He looked at his watch. "We have about 50 more minutes."

"I won’t tell, if you won’t," she said. She stood.

"We can’t keep doing this, you know?" He stood up. "This leaving early is dangerous. Especially for you."

"What do you mean?"

"You don’t know who you're working for, do you? Be careful." He put his sunglasses on and walked out. Brenda took a seat and wondered what the heck he was talking about. Who was he, some kind of spy or something? Her curiosity got the best of her. Next week–coffee.

***

Mikle walked into the Cafeteria. Joseph, the preacher, as they faithfully called him, was there just as he suspected. Joseph was an interesting person. Mikle thought he was a spy or something. He was the most pale person Mikle had ever seen with very dark hair and black eyes. He would spout off all kinds of radical opinions about New Utopia openly and in public and get people all riled up, but he never seemed to get in trouble. In fact, he seemed to be prosperous. Maybe he was a spy set up to catch people, like the kind of fly paper one often saw hanging from a canister from the ceiling. Regardless of that, Mikle liked him and they often hung out together.

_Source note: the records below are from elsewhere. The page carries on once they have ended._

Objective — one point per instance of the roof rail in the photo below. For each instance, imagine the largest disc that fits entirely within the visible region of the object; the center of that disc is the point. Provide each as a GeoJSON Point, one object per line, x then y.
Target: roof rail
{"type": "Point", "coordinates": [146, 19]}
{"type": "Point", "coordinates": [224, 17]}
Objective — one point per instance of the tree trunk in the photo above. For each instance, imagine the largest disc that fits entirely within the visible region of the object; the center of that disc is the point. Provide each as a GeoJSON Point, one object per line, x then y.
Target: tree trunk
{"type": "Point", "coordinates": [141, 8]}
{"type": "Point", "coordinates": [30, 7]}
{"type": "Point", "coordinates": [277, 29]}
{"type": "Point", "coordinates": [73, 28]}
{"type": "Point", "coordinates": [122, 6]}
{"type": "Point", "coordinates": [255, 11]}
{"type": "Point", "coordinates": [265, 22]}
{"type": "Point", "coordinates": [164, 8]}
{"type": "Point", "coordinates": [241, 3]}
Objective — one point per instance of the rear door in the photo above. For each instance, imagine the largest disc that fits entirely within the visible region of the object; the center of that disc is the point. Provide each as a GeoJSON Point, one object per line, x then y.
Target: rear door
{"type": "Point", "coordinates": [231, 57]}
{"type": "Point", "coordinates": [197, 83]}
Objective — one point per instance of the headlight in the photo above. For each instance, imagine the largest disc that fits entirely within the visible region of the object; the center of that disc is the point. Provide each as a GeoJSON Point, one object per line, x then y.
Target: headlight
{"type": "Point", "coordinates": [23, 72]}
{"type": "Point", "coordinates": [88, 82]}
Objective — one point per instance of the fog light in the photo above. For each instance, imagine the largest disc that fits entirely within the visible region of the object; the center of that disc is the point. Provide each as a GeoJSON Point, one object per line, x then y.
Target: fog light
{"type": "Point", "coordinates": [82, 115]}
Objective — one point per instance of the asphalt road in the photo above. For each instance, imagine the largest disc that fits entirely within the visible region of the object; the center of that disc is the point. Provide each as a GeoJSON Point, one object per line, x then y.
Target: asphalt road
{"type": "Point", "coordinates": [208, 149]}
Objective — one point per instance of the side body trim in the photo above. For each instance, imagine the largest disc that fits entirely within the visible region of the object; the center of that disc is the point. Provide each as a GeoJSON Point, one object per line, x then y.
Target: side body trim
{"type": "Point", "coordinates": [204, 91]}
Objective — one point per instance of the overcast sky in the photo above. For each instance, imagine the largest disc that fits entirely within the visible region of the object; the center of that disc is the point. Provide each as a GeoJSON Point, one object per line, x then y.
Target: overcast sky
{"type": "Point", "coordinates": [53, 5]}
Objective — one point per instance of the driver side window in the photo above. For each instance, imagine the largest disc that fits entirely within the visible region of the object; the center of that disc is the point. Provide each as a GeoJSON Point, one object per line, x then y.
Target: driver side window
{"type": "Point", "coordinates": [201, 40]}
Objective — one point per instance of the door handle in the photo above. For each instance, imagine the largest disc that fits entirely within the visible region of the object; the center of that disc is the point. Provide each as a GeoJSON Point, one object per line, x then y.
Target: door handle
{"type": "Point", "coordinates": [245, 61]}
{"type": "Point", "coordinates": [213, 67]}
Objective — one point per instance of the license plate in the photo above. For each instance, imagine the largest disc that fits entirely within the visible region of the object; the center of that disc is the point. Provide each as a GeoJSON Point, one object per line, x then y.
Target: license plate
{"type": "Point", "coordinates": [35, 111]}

As Mikle approached he could see Joseph and his little congregation. He had a whole table of people listening to him, as usual, as he spouted off about something else. Mikle walked over. “Ah. Old Faithful spouting off again,” he said looking down at his watch. Joseph grinned. He looked at the clock across the room.

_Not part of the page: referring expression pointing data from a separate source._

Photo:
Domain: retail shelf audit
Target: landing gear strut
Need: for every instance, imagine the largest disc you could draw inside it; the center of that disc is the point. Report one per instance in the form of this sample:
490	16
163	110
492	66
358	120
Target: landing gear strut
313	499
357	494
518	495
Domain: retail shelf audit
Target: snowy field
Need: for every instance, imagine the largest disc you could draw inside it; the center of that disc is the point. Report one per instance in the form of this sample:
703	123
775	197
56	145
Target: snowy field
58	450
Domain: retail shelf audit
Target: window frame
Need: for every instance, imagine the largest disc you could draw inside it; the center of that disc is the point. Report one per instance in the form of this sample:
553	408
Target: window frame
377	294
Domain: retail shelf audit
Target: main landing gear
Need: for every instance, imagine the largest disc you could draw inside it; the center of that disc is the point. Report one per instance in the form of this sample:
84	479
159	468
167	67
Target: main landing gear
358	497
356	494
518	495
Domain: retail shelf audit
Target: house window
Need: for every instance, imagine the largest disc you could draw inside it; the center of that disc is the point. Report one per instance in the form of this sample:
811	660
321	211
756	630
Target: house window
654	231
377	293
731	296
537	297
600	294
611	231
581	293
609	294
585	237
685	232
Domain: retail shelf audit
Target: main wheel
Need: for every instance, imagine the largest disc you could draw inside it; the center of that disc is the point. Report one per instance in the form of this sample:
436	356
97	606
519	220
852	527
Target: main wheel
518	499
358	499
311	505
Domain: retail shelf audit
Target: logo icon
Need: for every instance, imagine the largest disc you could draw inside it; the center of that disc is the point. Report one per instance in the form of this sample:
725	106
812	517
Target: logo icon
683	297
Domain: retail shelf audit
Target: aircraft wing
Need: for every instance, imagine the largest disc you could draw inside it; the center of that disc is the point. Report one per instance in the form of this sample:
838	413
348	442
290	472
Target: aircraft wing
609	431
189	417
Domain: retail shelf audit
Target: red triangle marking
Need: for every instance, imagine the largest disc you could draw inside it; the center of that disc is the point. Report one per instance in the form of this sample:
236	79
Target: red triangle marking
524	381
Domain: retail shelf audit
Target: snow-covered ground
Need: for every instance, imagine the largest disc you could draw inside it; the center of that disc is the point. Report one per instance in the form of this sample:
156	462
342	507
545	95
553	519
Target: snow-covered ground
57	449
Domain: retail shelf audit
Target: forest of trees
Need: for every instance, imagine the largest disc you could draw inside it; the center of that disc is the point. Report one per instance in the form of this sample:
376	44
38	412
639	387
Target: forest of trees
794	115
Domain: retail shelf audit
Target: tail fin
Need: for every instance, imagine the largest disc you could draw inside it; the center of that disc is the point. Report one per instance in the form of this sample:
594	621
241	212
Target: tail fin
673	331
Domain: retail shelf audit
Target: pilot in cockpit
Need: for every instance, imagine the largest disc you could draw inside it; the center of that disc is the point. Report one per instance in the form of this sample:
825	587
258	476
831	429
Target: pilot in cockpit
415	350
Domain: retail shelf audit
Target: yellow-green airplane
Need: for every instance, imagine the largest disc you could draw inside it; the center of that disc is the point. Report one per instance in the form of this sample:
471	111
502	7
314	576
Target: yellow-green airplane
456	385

“Aren’t you supposed to be in a meeting with…the Boss?” He asked with a strange look on his face that made the people around the table laugh. He was good at making faces and mimicking.

“Got out early,” he said, pulling out a seat.

“I don’t know. This is the third or fourth time. The man is watching you, you know. You better be careful.”

“She better be. I’m not the one in charge.”

“Chivalry is not dead,” Joseph commented. He grinned. “Well folks,” he directed to the table. “Time for some of us to get back to work.” Most of them looked dejected. “I mean it. Chop, chop.” They slowly gathered their things. Mikle and Joseph headed for a corner table on the other side of the room.

“Can’t imagine having a foreman like you,” Mikle said.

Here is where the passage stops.